In her award submission, she drew upon her own perceptions and lived experiences as a recipient of compassionate emergency care as a terrified child; then as the provider of compassionate care that she was rendering as an EMT to a patient; and then again when she was on the receiving end of a nurse’s kindness and compassion when her husband died. One can indeed “Choose Compassion” the title of her submission. Such genuine kind-heartedness is the lifeblood and essence of the type of healthcare and healthcare professionals that TPIU aims to recognize, praise and nurture. Being compassionate takes but a moment in time, yet it can alter the trajectory of the most horrid experience not only for the recipient of that care, but also for the provider.

This year was TPIU’s first time receiving an international submission, which came to us from Taiwan. It reinforced that our messaging on the importance of instilling, recognizing, and supporting health care with compassion is both meaningful and relevant across cultures and around the world. Carol’s award winning submission demonstrated to our “blind” evaluators, that she innately possessed the qualities we aspire to instill or nurture in all healthcare workers. All submissions were de-identified prior to scoring. The rating process used a standardized, percentile-based rating tool and was conducted by 4 independent raters. Carol’s submission (and our 2nd and 3rd place award recipients’ submissions) can be accessed at https://tpiu.org/choose-compassion/, at 2nd Place 2022 TPIU Essay Winner Tin Yan Lam – TPIU Foundation, Inc., and at 3rd Place 2022 TPIU Essay Winner Emily Telensky – TPIU Foundation, Inc). This year’s winners were an EMT, a medical student, and a nursing assistant/nursing student.

The Patient is U Foundation, Inc. (TPIU) is a not-for profit/Public Charity. We educate, recognize and reward practitioners from all levels of care and all areas of service and practice, from support staff to physicians, nurses and other licensed professionals. We recognize that everyone at any level who comes into contact with patients and families plays a critical role, and that each is equally capable of imparting compassion as they carry out their role. TPIU uses its funds to provide educational programs, internships, seminars, and dialogues to students and alumni, as well as to experienced multidisciplinary staff, clinicians, and administrators in order to further compassionate care momentum in community-based care, office practices, agencies, and facilities where patients, loved ones and healthcare providers connect.
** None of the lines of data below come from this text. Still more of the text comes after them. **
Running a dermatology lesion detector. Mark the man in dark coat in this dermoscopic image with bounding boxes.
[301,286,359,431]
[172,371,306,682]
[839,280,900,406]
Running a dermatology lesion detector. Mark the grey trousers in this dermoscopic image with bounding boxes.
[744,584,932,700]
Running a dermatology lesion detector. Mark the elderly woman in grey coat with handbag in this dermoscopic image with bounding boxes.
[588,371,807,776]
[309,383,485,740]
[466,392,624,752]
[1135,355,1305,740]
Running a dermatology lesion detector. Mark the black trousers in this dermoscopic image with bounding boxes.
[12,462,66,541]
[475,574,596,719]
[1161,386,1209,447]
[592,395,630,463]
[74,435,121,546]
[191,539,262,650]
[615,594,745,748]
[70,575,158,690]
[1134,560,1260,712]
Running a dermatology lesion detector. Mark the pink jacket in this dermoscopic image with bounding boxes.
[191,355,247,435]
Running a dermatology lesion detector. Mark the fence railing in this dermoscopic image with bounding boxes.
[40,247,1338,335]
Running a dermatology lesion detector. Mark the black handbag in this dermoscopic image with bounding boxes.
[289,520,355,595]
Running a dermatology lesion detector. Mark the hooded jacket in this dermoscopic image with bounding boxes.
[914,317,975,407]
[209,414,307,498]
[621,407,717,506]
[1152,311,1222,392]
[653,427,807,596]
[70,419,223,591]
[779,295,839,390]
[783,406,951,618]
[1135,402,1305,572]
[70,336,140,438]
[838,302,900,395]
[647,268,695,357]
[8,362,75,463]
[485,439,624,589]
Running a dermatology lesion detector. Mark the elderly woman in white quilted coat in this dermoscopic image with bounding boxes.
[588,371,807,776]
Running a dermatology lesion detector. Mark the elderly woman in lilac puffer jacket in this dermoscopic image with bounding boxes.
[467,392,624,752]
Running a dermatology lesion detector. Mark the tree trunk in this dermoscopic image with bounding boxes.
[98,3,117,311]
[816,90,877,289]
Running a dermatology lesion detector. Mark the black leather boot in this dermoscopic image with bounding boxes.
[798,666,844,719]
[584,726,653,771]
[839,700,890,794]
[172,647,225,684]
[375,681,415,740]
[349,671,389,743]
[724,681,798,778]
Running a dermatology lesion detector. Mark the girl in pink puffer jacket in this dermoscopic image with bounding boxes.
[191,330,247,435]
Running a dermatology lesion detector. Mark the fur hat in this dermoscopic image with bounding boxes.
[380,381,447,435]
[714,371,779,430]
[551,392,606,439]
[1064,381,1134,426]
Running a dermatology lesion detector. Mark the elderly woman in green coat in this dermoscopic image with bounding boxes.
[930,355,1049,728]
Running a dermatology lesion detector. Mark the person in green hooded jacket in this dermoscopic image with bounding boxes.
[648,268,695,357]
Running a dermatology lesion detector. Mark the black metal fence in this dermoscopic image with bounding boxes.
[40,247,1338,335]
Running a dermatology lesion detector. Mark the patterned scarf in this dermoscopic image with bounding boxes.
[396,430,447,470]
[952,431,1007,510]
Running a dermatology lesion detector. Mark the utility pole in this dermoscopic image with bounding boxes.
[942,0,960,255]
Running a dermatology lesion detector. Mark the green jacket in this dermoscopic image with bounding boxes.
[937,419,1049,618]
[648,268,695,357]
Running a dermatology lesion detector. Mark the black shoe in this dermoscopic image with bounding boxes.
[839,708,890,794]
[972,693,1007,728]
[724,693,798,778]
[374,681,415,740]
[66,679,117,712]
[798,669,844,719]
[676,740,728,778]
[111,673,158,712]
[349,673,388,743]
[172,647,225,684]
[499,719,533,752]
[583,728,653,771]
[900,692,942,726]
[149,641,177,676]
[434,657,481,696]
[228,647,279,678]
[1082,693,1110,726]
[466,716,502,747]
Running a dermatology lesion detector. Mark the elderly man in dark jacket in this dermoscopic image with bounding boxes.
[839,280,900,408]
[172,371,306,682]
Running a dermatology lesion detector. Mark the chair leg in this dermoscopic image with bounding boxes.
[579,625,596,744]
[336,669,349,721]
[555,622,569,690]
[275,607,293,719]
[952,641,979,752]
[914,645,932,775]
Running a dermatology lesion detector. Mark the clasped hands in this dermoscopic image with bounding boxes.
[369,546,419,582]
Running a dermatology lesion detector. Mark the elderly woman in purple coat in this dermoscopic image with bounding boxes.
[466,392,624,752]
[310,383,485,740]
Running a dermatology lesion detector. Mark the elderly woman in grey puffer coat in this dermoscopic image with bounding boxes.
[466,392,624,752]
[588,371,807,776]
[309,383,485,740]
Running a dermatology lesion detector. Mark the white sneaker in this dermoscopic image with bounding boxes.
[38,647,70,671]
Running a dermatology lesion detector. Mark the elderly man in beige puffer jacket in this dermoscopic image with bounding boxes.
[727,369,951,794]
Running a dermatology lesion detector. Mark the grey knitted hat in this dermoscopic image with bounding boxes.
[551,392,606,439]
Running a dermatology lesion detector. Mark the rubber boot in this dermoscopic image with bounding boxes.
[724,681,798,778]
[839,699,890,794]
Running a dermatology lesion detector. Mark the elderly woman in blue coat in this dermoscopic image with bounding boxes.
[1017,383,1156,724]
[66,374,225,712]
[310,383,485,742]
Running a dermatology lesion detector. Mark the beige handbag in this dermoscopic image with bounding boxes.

At TPIU, we believe that care with compassion:

• Honors the trust patients, family members and loved ones place in their healthcare providers
• Is a commitment made by healthcare providers to those for whom they care
• Means being thorough, competent and engaged when providing care
• Reflects our devotion to our patients and their loved ones; and shows that having compassion makes a difference to our patients and their loved ones
• Is meaningful and measurable and aids positive outcomes for patients and healthcare providers, as well as for facilities, agencies, and practices

Carol’s heartfelt submission depicted so clearly that care provided with compassion is not just a lofty goal for healthcare providers to display if and when they have time. It takes but a moment in time to show compassion (in healthcare or in life). It can be a simple gesture, an expression, a gentle caring touch, or a kind word. Compassion differs from sympathy and empathy in that those good internal emotions are followed up by an action intended to improve another’s plight, reduce their pain, anxiety or suffering, and to make a meaningful human connection at a time when that is so sorely needed. We believe it to be the foundational basis for all patient care as well as for how we care for and treat our own healthcare colleagues. If you or a loved one has had a healthcare crisis, you know when you received compassionate care, and you know when you didn’t! Care with Compassion is, or should be, the Golden Rule of Healthcare. Providers can choose to deliver care with compassion. A missed or a taken opportunity for providing a compassionate care exchange can change the trajectory of a life forever; and that life you change could also be your own.